2019 yerel seçimlerinde çok değişen bir şey olmayacak, ancak belki bu sistemi afişe etme olanağı doğacak. Fakat göstereceğin hedef yok. Cumhurbaşkanlığı yetkilerine ve kararnamelerine, bütün bu Kalkınma Ajansları’na, Kalkınma İzleme Ofisleri’ne, Politika Belirleme Kurulları’na baktığımızda, önümüzdeki yerel seçimlerin iktidarın güven oylamasından başka bir şey olmadığı açık. Muhalefete düşen görev, bunu bütün açıklığıyla halka anlatmak. Yerel yönetime gelmekle işin bitmeyeceğini, aslında büyük bir mücadelenin başlayacağını, hem bütçenize el konabileceğini, hem meclisinizi, idarenizi, çalıştıracağınız herkesi merkezin belirleyeceğini anlatmak gerekir.
Sahici bir şekilde önce kendimizle yüzleşip, kendimizle hesaplaşıp meydana çıkmaktan başka çare yok. Bu yerel seçimlerde hiçbir imkânımızın olmadığını, seçimlerin işimizi daha da güçleştireceğini düşünüyorum. Ayrışmaları artıracak, adaylar üzerinden kıyametler kopacak. Yeni bir siyaset yapma biçimi, dili, felsefesi bulmak lâzım. Ama gördüğüm odur ki, bu seçimlerden bir şey çıkmaz. Başarıya, kazanmaya odaklı anlayışı yıktık, yıktık. Bizim için şu anda en önemli şey kazanıp kazanmamak değil, süreci örgütleyebilmek, kendi manifestomuzu hazırlayabilmek. Buna da şimdiden başlamamız lâzım. Bildiğimiz gibi yapalım deme lüksümüzün olmadığını düşünüyorum. Kazanacağım diye çıkıp tekrar kaybettiğin anda gelecek umutsuzluk artık altından kalkılamayacak hale gelir. Kendi ruh sağlığımızı da düşünerek, “şu kişiyi çıkarırsak şurayı alırız”dan öte, biz varız, bunları diyoruz, diyeceğiz diyen ve kendi varlığını sürekli kılmaya çalışan bir hale girmemiz ve yeniden muhalefeti inşa etmemiz gerekiyor. İktidara gidecek yollar kapalı. Doğru dürüst iktidar talep edebilmemiz için iktidarı talep edecek hale gelecek bir ortak muhalefet zeminini inşa etme görevi var önümüzde.

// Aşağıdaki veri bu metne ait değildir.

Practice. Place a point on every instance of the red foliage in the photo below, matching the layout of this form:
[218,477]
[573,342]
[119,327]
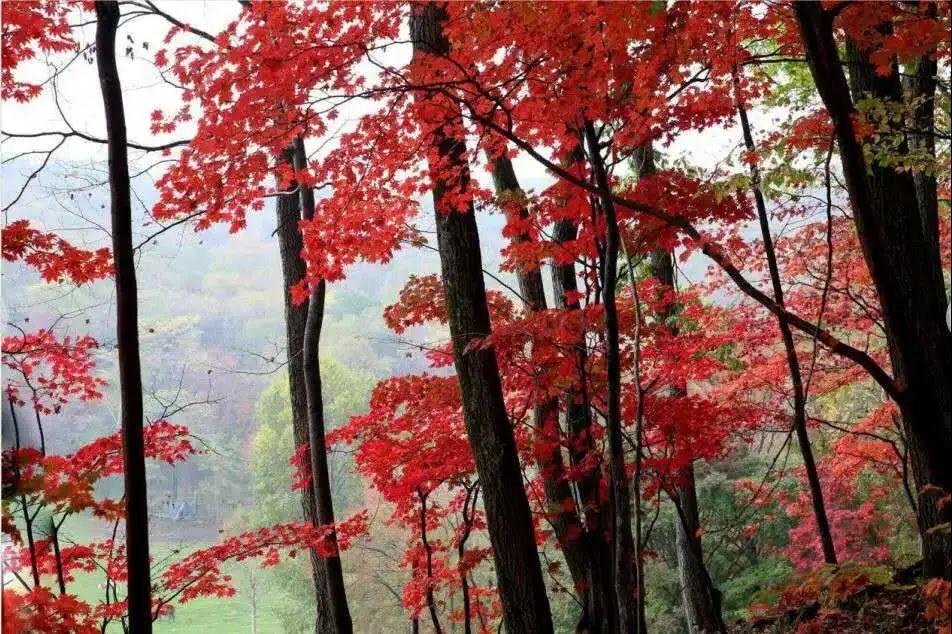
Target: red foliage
[29,28]
[56,259]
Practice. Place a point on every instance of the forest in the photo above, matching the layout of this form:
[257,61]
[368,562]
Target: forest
[477,316]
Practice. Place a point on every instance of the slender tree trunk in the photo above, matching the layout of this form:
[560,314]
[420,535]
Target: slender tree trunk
[566,523]
[629,592]
[584,455]
[793,362]
[905,266]
[321,482]
[127,324]
[701,598]
[508,517]
[294,270]
[430,600]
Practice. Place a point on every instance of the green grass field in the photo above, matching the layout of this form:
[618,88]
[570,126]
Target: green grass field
[213,614]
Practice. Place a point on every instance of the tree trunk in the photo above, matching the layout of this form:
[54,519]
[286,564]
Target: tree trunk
[294,270]
[127,324]
[905,268]
[321,482]
[582,451]
[629,592]
[793,362]
[702,600]
[508,518]
[573,537]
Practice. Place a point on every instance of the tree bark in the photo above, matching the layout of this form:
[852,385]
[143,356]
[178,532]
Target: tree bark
[127,324]
[701,598]
[321,482]
[294,269]
[629,591]
[508,517]
[793,361]
[566,523]
[582,451]
[905,268]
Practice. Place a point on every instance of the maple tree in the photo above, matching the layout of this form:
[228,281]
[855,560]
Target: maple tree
[567,424]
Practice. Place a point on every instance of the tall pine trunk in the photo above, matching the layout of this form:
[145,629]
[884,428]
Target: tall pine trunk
[701,598]
[629,591]
[570,532]
[904,263]
[127,324]
[793,361]
[508,517]
[320,480]
[294,269]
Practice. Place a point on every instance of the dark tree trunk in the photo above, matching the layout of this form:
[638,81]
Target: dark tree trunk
[702,600]
[294,270]
[583,453]
[565,520]
[321,482]
[629,592]
[127,324]
[906,270]
[793,362]
[508,518]
[920,84]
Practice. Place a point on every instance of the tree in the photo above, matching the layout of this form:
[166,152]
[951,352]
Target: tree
[900,247]
[525,606]
[127,323]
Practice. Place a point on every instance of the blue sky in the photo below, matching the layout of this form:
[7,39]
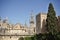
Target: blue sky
[19,10]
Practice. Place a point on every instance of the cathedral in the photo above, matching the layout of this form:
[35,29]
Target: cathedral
[16,29]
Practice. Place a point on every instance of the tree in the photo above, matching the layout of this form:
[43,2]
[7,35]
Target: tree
[51,20]
[21,38]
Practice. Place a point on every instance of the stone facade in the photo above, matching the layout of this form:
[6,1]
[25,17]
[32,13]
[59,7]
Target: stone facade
[15,29]
[40,22]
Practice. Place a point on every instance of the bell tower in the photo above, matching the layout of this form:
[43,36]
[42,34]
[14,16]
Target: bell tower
[31,20]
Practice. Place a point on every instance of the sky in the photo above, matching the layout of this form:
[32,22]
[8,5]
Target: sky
[18,11]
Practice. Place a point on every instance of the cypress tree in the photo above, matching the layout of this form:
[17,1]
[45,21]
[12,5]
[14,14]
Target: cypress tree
[51,19]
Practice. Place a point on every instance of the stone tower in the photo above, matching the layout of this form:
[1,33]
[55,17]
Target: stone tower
[31,20]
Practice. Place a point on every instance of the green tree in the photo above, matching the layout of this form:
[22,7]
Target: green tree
[21,38]
[51,20]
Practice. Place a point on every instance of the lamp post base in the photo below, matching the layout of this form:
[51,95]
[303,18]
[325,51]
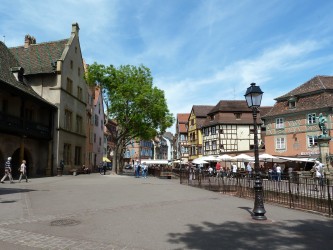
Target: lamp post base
[259,209]
[259,217]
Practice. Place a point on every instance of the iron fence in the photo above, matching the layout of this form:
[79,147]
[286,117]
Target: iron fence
[292,191]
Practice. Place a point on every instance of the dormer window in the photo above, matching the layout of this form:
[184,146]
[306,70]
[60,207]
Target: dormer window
[238,115]
[292,102]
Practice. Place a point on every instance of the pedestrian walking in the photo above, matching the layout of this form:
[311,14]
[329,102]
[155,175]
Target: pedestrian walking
[234,170]
[249,170]
[8,171]
[218,169]
[144,170]
[318,168]
[104,167]
[278,172]
[23,171]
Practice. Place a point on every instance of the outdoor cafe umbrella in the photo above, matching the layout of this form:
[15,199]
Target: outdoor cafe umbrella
[209,158]
[199,161]
[106,159]
[244,158]
[271,158]
[225,157]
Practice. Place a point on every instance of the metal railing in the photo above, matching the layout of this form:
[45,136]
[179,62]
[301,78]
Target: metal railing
[292,191]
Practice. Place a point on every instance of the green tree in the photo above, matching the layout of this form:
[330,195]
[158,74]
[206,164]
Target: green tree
[139,108]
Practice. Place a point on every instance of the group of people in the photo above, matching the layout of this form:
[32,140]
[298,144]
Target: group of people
[227,172]
[8,171]
[140,169]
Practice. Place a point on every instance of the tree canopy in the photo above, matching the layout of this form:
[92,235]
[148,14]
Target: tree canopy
[139,108]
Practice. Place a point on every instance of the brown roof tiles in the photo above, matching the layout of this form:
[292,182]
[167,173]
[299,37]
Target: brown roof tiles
[39,58]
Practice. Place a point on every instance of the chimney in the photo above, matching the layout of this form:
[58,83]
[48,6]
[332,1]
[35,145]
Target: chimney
[18,73]
[28,40]
[75,29]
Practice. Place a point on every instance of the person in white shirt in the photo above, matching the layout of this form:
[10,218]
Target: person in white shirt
[249,170]
[234,170]
[278,172]
[318,168]
[23,171]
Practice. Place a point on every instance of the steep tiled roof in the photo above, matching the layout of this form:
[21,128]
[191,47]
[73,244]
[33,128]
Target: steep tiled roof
[183,118]
[230,106]
[224,113]
[265,109]
[317,83]
[8,61]
[38,58]
[316,93]
[201,110]
[200,121]
[182,128]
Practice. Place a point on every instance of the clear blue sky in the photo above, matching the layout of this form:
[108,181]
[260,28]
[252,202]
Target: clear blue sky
[199,51]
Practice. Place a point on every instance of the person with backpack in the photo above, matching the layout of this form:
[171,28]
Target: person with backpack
[8,171]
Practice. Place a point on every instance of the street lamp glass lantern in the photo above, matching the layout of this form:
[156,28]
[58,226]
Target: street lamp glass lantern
[253,96]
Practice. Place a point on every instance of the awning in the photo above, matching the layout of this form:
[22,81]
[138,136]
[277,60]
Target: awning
[298,159]
[163,162]
[106,159]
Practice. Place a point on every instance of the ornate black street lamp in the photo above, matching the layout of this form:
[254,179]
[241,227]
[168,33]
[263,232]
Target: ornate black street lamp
[253,97]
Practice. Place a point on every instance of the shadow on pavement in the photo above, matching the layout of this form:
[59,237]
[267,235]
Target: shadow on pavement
[4,191]
[291,234]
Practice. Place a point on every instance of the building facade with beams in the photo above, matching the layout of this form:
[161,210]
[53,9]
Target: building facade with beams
[55,72]
[181,147]
[98,130]
[196,119]
[26,120]
[229,129]
[292,124]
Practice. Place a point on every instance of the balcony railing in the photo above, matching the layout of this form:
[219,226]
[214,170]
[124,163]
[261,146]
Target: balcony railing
[292,191]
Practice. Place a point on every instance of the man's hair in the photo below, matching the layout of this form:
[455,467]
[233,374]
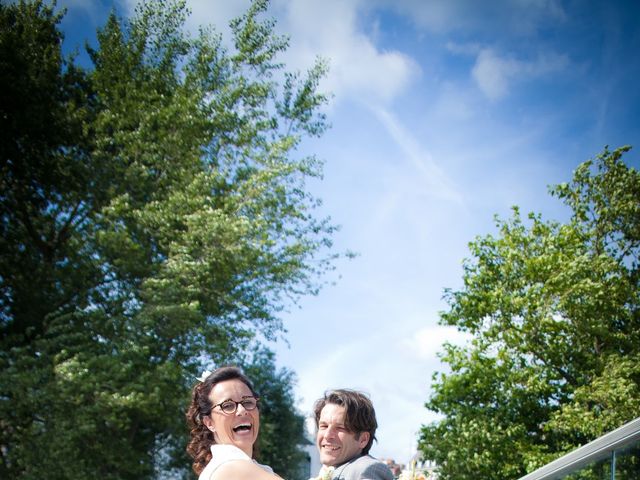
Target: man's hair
[359,413]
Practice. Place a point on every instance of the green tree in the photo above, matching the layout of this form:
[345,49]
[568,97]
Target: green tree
[154,219]
[553,310]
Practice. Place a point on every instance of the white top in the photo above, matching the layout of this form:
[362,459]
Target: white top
[223,453]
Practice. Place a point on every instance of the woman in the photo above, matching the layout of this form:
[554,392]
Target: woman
[224,419]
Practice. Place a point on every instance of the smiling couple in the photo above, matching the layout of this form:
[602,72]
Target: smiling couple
[224,419]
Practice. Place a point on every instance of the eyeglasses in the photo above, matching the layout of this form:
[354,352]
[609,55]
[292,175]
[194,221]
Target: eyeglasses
[230,406]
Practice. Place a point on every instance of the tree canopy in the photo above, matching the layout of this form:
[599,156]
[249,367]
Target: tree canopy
[553,310]
[155,220]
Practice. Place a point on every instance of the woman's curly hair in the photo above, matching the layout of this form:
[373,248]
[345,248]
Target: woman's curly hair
[199,447]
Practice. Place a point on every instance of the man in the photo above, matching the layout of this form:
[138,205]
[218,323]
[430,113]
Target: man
[346,423]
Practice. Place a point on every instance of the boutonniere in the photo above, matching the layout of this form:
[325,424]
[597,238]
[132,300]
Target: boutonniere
[324,473]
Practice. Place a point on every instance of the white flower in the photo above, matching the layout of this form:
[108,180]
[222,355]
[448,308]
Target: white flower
[324,473]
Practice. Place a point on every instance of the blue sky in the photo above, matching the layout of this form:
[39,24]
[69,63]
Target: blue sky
[445,113]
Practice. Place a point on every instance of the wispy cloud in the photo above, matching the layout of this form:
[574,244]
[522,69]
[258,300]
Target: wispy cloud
[439,184]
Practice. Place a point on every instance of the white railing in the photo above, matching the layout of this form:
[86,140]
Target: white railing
[598,449]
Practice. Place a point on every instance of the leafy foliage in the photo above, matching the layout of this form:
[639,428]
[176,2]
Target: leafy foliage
[154,219]
[554,314]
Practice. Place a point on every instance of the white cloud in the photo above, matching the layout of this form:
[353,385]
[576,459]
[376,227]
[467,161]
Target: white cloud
[437,182]
[358,68]
[426,342]
[494,74]
[519,17]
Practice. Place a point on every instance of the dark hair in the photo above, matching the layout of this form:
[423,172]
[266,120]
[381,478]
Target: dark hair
[359,413]
[199,447]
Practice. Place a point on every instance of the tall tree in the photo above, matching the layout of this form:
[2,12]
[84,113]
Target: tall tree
[154,218]
[554,314]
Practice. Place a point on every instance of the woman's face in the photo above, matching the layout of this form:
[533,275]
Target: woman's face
[239,428]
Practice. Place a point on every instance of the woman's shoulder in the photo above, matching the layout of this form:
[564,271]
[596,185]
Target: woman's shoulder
[241,470]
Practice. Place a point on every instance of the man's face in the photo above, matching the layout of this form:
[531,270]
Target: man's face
[336,444]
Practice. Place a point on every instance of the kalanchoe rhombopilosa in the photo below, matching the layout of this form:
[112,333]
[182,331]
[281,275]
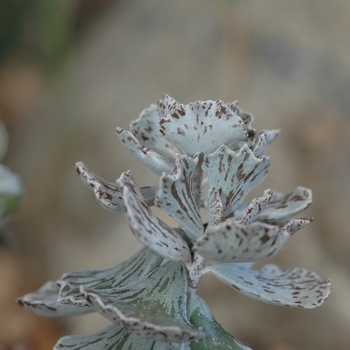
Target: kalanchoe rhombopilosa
[153,304]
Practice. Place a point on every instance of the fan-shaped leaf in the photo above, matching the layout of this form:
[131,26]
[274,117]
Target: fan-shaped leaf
[233,242]
[234,174]
[200,126]
[113,337]
[154,307]
[151,159]
[296,287]
[128,272]
[177,197]
[149,229]
[44,303]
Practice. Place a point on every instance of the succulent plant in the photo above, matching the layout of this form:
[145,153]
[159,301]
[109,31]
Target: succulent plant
[203,147]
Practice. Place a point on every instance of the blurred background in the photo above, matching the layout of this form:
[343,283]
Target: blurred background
[73,70]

Krizi, işçi sınıfını, kadını, ekolojiyi ayırmadan, bütün bu mücadele alanlarının hepsinin birbirine bağlı olduğunu görerek, o alanların kendi öznelliklerini de kabul ederek yeniden bir manifesto inşa edebilmeliyiz. Saçılmazsak ve birbirimizle, başkalarıyla ilişkiyi doğru kurmaya adanırsak bunu becerebiliriz ve önemli bir adım atmış oluruz.